The House Financial Services Committee plans to hold its next hearing on financial services reform on March 26, with Treasury Secretary Timothy Geithner testifying.

The ICI notes in a March 3 paper detailing its recommendations on how lawmakers should proceed in revamping financial services, that as the current financial crisis has shown, “our system is vulnerable to risks that have the potential to spread rapidly throughout the system and cause significant damage.” Therefore, the ICI says that a systemic risk regulator should monitor the financial markets broadly; analyze changing conditions in domestic and overseas markets; evaluate the risks of practices as they evolve and identify those that are of such nature and extent that they implicate the health of the financial system at large; and act to mitigate such risks in coordination with other responsible regulators. At the same time, the ICI states, “very careful consideration should be given to the specifics of how the Systemic Risk Regulator will be authorized to perform its functions and how it will relate to other financial regulators.”

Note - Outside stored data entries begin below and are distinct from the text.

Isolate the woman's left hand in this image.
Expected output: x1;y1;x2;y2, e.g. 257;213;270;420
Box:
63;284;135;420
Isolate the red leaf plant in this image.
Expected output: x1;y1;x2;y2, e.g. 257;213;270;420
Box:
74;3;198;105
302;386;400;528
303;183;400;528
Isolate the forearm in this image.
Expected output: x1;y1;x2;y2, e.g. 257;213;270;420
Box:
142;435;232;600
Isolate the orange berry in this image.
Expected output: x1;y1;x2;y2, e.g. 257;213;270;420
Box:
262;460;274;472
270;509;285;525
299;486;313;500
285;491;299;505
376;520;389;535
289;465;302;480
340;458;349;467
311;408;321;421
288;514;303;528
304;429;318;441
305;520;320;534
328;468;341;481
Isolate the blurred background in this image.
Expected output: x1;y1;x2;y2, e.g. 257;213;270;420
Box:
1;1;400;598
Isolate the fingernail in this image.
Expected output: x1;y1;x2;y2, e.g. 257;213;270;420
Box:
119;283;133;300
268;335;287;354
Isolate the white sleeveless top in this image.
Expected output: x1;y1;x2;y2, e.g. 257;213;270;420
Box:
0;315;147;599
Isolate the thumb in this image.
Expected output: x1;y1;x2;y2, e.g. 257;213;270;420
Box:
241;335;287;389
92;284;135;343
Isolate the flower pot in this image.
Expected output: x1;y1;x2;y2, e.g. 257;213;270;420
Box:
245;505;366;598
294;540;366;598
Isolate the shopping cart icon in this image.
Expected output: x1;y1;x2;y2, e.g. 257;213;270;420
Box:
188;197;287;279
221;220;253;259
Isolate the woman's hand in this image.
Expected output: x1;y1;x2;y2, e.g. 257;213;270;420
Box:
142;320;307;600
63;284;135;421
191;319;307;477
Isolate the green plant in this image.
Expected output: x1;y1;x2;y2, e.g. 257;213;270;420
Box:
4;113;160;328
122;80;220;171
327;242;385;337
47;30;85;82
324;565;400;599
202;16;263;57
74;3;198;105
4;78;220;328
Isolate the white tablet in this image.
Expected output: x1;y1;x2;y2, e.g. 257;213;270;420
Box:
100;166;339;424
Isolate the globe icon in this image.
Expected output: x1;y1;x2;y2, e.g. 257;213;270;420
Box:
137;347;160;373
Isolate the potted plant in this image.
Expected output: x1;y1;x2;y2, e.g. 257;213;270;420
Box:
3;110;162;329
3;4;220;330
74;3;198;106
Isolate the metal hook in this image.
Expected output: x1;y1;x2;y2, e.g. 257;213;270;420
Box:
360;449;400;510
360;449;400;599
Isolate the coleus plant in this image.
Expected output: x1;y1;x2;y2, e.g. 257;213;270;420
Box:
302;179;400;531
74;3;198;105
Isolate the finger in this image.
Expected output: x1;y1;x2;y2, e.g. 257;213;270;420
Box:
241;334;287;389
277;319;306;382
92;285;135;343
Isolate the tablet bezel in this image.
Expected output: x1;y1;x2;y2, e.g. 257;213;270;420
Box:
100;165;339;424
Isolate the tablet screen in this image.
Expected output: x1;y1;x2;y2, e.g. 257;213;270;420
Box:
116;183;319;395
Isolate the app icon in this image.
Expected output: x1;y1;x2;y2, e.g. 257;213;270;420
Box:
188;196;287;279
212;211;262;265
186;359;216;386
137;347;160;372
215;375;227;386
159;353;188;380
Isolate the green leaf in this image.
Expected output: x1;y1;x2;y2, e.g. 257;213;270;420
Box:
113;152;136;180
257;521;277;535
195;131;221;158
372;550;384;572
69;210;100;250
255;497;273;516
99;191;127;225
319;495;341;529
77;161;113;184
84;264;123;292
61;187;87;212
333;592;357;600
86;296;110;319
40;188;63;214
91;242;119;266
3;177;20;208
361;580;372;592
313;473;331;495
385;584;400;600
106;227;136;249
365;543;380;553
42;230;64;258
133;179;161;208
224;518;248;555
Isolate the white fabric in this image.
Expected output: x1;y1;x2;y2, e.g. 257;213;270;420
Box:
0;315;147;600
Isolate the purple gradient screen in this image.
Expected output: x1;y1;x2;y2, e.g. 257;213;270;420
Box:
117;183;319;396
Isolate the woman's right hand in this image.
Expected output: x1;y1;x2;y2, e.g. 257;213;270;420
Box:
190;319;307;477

More broadly, the ICI suggests creating a “regulatory framework that enhances regulatory efficiency, limits duplication, closes regulatory gaps, and emphasizes the national character of the financial services industry.” The ICI is in favor of creating a new “Capital Markets Regulator” to “encompass the combined functions of the Securities and Exchange Commission and the Commodity Futures Trading Commission, thus creating a single independent federal regulator responsible for oversight of U.S. capital markets, market participants, and all financial investment products.” Also to achieve these goals, ICI recommends that “Congress consider consolidation of the regulatory structure for the banking sector and authorization of an optional federal charter for insurance companies. Such a regulatory framework–with one or more dedicated regulators to oversee each major financial services sector–would maintain specialized regulatory focus and expertise, as well as avoid the potential for one industry sector to take precedence over the others in terms of regulatory priorities or the allocation of resources.”